Editorial: SSMJ marks ten years of continuous quarterly publication

Author(s): Dr Eluzai Abe Hakim, MB.Ch.B, FRCP(Edin), FRCP, DTM&H

SSMJ Associate Editor and Consultant Physician, International Adviser to the Royal College of Physicians London on South Sudan

Email: [email protected]

With this issue in November 2017, the South Sudan Medical Journal marks its tenth anniversary of continuous uninterrupted quarterly publication since the first issue in February 2008. It has published 40 issues in ten volumes with approximately 66 research papers and 113 clinical guidance articles, in addition to editorials, reports, news items and excerpts from medical journals.

Following each publication, the hits on the SSMJ website indicate a wide interest from many countries in the world. The journal is now listed in the African Journals Online (AJOL) in South Africa, exposing it to a wider international readership, with average abstract views of 200 and 300 downloads of individual articles per month.

I co-founded the journal with Dr David Attwood to provide up-to-date clinical information to healthcare professionals (Doctors, Nurses, Midwives, Clinical Officers, Public Health Officers and other healthcare professionals) who deliver healthcare in South Sudan, especially those in areas with little or no access to clinical guidelines, or continuing professional development (CPD). Emphasis has been placed on a simple and easily understandable style of writing to ensure that the wide range of healthcare professionals reading it understand the presented material.

At its inception, my secretary, Madeleine Linington, volunteered to prepare the journal which was circulated through a page on the Saint Mary’s Hospital, Newport, Isle of Wight website prior to the development of a dedicated website. Within months of its foundation the Editorial Board was joined by Ann Burgess, a nutritionist and author who assumed the role of Editorial Adviser. The present Board is composed of my British colleagues: Dr David Tibbutt, Cardiologist, and Dr James Ayrton, Anaesthetist, and South Sudanese professionals: Dr Edward Eremugo Luka, Epidemiology and Public Health, Professor John Adwok Adieng, General and Endocrine Surgeon, Professor James Hakim, Cardiology and HIV Research, Professor Charles Bakheit, Statistician, Dr Wani Mena, Ophthalmologist, Dr Charles Ochero Langoya, registrar in clinical haematology in UK, and Dr Ayat Constantine Jervase, HIV/AIDS/STIs.
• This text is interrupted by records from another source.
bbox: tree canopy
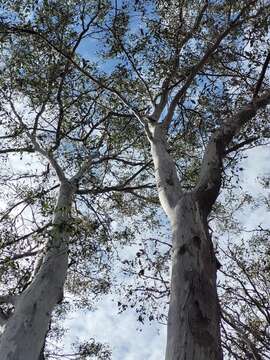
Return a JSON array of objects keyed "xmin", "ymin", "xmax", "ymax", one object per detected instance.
[{"xmin": 0, "ymin": 0, "xmax": 269, "ymax": 359}]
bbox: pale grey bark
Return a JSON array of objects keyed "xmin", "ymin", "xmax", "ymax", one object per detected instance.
[
  {"xmin": 166, "ymin": 194, "xmax": 222, "ymax": 360},
  {"xmin": 0, "ymin": 181, "xmax": 75, "ymax": 360},
  {"xmin": 149, "ymin": 123, "xmax": 182, "ymax": 219},
  {"xmin": 148, "ymin": 91, "xmax": 270, "ymax": 360},
  {"xmin": 149, "ymin": 124, "xmax": 222, "ymax": 360},
  {"xmin": 0, "ymin": 96, "xmax": 95, "ymax": 359}
]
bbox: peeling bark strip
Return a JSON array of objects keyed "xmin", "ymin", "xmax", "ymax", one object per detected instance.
[{"xmin": 0, "ymin": 182, "xmax": 75, "ymax": 360}]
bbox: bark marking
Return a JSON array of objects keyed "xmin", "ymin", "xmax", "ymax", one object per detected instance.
[
  {"xmin": 179, "ymin": 244, "xmax": 187, "ymax": 255},
  {"xmin": 193, "ymin": 236, "xmax": 201, "ymax": 249}
]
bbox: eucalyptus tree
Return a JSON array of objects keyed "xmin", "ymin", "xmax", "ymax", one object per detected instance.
[
  {"xmin": 0, "ymin": 2, "xmax": 156, "ymax": 359},
  {"xmin": 1, "ymin": 0, "xmax": 270, "ymax": 359},
  {"xmin": 126, "ymin": 1, "xmax": 270, "ymax": 356}
]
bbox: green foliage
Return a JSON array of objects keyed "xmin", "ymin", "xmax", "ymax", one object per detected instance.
[
  {"xmin": 0, "ymin": 0, "xmax": 269, "ymax": 358},
  {"xmin": 219, "ymin": 231, "xmax": 270, "ymax": 359}
]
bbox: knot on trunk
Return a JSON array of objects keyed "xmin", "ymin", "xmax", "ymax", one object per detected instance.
[
  {"xmin": 179, "ymin": 244, "xmax": 187, "ymax": 255},
  {"xmin": 193, "ymin": 236, "xmax": 201, "ymax": 249}
]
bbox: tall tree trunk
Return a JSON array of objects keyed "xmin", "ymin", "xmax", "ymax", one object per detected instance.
[
  {"xmin": 0, "ymin": 181, "xmax": 75, "ymax": 360},
  {"xmin": 165, "ymin": 193, "xmax": 222, "ymax": 360},
  {"xmin": 147, "ymin": 92, "xmax": 270, "ymax": 360},
  {"xmin": 149, "ymin": 124, "xmax": 222, "ymax": 359}
]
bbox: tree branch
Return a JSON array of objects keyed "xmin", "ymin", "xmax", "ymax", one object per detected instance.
[
  {"xmin": 162, "ymin": 2, "xmax": 264, "ymax": 129},
  {"xmin": 0, "ymin": 24, "xmax": 145, "ymax": 126},
  {"xmin": 225, "ymin": 136, "xmax": 260, "ymax": 154},
  {"xmin": 110, "ymin": 27, "xmax": 154, "ymax": 105},
  {"xmin": 70, "ymin": 156, "xmax": 93, "ymax": 184},
  {"xmin": 150, "ymin": 1, "xmax": 208, "ymax": 122},
  {"xmin": 148, "ymin": 124, "xmax": 182, "ymax": 219},
  {"xmin": 77, "ymin": 160, "xmax": 152, "ymax": 194},
  {"xmin": 0, "ymin": 250, "xmax": 39, "ymax": 265},
  {"xmin": 7, "ymin": 99, "xmax": 67, "ymax": 182},
  {"xmin": 253, "ymin": 51, "xmax": 270, "ymax": 99},
  {"xmin": 0, "ymin": 147, "xmax": 34, "ymax": 154},
  {"xmin": 77, "ymin": 183, "xmax": 154, "ymax": 195},
  {"xmin": 195, "ymin": 90, "xmax": 270, "ymax": 214}
]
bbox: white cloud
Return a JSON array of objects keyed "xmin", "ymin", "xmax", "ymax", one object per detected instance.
[{"xmin": 64, "ymin": 296, "xmax": 166, "ymax": 359}]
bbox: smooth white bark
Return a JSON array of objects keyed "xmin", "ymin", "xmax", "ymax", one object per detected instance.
[
  {"xmin": 0, "ymin": 181, "xmax": 75, "ymax": 360},
  {"xmin": 149, "ymin": 123, "xmax": 182, "ymax": 220},
  {"xmin": 150, "ymin": 125, "xmax": 222, "ymax": 359}
]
As Founding Editor-in-Chief I wish to express my most profound gratitude to the Editorial Board for supporting the development of the journal in its first decade, especially Edward Luka who has redesigned the journal and prepares it for publication, and also to Rob Flooks, who has uploaded almost all issues onto our website, and James and Rachel Ayrton for help with developing the website.

I thank too those colleagues in various professions who have peer reviewed articles and helped to edit them. Those who contributed articles come from varied backgrounds and countries, with the majority coming from South Sudan, also Nigeria, Tanzania, Sudan, Kenya, Uganda, Chad and Cameroon, among others. To them I express my heartfelt thanks on behalf of the South Sudanese healthcare professionals reading the journal.
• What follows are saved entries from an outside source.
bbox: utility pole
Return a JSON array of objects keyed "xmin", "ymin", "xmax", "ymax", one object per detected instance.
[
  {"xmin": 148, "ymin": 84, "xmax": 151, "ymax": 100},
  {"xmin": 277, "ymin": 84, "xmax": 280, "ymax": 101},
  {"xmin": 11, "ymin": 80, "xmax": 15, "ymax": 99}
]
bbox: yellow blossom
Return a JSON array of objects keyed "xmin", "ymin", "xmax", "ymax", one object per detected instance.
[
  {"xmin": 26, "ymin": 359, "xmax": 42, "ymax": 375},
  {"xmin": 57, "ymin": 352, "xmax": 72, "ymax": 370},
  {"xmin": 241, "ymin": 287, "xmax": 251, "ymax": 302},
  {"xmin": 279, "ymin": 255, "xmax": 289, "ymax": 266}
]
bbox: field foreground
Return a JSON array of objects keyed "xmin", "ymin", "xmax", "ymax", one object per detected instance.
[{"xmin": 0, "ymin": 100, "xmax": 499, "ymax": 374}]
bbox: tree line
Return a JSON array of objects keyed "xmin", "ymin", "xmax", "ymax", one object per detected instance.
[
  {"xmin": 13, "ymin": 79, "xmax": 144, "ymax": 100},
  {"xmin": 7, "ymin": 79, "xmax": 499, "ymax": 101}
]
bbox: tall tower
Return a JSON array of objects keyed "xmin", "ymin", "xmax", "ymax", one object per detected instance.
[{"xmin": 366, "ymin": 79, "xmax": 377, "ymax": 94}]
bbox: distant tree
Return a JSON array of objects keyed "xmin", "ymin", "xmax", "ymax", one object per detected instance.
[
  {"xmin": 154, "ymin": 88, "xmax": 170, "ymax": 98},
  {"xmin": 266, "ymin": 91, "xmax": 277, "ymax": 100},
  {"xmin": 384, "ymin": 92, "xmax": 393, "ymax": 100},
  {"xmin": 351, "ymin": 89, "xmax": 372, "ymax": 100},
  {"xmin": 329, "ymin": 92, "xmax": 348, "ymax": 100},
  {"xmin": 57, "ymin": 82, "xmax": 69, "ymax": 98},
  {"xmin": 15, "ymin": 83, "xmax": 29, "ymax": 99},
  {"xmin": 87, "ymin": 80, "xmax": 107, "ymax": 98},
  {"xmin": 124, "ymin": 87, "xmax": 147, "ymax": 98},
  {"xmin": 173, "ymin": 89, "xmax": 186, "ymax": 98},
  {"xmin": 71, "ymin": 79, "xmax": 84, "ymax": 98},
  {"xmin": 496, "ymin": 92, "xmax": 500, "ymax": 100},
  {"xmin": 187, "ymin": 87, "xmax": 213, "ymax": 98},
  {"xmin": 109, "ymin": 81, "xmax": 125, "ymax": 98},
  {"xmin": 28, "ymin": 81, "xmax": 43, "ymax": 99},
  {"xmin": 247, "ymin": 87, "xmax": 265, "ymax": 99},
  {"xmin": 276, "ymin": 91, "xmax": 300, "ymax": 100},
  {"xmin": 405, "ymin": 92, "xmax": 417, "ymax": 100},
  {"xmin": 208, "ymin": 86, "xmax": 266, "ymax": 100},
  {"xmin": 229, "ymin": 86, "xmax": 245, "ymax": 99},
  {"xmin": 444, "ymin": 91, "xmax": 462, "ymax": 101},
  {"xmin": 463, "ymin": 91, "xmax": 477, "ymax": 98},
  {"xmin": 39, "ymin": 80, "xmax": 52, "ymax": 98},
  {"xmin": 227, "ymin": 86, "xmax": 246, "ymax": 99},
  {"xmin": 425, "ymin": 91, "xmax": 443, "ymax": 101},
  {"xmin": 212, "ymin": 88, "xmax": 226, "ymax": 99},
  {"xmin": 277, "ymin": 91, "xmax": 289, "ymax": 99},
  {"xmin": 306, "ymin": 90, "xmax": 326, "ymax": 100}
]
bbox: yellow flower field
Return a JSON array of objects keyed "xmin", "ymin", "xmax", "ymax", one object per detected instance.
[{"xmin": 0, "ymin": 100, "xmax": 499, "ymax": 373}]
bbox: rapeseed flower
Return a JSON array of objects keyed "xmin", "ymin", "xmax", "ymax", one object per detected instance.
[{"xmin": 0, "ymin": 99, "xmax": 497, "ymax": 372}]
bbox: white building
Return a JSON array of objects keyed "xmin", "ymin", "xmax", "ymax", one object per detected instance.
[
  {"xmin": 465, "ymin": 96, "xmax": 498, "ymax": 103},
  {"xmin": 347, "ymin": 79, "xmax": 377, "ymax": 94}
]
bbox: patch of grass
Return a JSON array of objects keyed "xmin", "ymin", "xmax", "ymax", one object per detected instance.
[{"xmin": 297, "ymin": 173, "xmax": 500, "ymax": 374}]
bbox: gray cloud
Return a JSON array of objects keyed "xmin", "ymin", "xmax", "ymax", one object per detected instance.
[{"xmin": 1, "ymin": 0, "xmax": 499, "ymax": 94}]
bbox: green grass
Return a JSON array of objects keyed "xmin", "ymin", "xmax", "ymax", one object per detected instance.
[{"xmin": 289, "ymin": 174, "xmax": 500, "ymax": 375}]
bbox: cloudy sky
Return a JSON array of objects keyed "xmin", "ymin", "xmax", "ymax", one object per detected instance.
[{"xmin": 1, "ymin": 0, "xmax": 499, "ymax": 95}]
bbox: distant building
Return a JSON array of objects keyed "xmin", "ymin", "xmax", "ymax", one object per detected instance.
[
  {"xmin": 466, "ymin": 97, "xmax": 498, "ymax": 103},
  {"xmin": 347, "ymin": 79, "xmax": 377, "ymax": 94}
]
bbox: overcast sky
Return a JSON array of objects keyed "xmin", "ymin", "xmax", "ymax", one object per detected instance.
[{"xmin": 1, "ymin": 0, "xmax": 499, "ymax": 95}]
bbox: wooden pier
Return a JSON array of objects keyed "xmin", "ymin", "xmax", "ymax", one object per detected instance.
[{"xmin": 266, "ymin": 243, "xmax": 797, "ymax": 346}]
The transfer of the role of Editor-in-Chief to Dr Edward Luka, who is based in South Sudan, denotes the success of transferring of the leadership of an influential project such as the SSMJ to a local professional. This is a model of teamwork which other development projects in the South Sudan might emulate in the future.
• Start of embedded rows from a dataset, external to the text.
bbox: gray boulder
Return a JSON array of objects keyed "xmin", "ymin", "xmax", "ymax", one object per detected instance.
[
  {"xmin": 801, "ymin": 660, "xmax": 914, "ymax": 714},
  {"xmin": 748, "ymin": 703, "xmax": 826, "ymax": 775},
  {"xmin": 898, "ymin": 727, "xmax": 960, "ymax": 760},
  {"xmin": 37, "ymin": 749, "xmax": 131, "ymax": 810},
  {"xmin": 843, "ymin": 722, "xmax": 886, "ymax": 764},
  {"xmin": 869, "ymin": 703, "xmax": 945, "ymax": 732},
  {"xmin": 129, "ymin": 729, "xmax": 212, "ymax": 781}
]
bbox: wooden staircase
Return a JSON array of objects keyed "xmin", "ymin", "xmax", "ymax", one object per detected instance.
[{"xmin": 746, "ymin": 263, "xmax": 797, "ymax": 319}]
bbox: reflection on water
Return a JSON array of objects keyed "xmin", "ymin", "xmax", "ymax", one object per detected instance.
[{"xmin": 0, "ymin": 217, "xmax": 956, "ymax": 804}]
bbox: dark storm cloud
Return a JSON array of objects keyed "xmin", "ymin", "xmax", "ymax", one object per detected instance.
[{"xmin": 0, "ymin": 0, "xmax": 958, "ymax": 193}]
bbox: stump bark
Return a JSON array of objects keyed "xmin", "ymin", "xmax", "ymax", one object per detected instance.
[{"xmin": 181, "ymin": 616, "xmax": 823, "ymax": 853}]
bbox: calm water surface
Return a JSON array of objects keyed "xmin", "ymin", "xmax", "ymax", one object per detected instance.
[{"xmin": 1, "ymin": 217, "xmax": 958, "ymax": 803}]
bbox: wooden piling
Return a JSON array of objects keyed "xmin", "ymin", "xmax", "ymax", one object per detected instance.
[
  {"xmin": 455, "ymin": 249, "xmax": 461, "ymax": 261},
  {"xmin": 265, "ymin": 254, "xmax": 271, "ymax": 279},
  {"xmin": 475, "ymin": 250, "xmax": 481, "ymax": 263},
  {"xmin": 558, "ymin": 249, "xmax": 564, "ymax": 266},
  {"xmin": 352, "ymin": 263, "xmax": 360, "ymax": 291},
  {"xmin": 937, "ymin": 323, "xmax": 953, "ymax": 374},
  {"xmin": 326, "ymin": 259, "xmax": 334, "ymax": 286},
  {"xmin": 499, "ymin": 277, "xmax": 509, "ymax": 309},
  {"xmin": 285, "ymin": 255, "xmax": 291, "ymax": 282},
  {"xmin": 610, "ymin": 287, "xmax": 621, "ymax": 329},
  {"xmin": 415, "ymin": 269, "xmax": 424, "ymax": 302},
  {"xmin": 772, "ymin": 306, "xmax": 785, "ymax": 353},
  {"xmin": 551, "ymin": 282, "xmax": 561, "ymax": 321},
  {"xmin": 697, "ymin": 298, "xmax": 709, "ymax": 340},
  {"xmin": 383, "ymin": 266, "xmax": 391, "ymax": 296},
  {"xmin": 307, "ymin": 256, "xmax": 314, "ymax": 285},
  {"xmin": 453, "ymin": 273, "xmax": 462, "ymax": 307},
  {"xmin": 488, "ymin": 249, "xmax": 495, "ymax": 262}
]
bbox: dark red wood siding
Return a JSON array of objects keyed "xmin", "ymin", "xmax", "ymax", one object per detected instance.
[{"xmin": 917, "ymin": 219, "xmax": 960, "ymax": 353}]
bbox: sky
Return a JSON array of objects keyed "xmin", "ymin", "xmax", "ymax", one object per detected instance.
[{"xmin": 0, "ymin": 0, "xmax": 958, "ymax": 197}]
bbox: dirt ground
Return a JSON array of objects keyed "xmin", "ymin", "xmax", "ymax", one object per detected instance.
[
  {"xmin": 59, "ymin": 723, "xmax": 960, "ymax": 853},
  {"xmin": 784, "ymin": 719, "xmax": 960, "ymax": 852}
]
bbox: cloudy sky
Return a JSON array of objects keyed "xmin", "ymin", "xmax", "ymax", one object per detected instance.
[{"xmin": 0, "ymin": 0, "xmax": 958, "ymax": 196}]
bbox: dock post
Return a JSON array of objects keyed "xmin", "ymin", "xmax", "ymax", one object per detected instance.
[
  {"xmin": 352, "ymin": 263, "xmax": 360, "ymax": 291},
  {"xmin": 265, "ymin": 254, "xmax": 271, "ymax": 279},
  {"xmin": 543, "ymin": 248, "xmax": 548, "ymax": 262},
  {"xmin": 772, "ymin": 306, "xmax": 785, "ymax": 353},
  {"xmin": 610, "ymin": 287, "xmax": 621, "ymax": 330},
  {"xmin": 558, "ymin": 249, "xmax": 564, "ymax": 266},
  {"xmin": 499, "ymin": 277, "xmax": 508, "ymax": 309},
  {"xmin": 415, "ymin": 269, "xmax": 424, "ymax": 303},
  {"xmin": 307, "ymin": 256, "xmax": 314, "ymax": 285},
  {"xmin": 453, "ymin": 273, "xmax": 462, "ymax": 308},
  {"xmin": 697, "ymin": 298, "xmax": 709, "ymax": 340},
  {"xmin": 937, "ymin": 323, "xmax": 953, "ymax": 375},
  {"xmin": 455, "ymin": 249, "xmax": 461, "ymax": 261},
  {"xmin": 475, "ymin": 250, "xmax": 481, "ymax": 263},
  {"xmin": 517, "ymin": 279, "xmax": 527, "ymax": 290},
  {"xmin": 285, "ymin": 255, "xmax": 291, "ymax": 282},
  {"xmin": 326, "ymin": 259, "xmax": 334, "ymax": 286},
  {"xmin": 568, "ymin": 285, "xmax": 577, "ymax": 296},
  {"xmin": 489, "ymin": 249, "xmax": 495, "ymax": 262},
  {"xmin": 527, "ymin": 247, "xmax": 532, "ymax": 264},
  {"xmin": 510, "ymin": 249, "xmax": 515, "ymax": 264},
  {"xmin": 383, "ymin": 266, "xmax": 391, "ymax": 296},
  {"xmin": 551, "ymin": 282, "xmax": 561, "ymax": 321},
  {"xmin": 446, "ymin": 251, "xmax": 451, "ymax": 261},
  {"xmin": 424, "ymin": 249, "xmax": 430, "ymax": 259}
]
The challenges for the future include: securing regular funding from donations or other sources to produce print copies for circulation to rural areas of South Sudan where there is no access to the internet; promotion of healthcare research to improve healthcare delivery; and encouraging South Sudanese to undertake original research in various areas of healthcare and publishing their results in the journal.

Other plans include improving our website, and making more use of social media to disseminate useful healthcare information.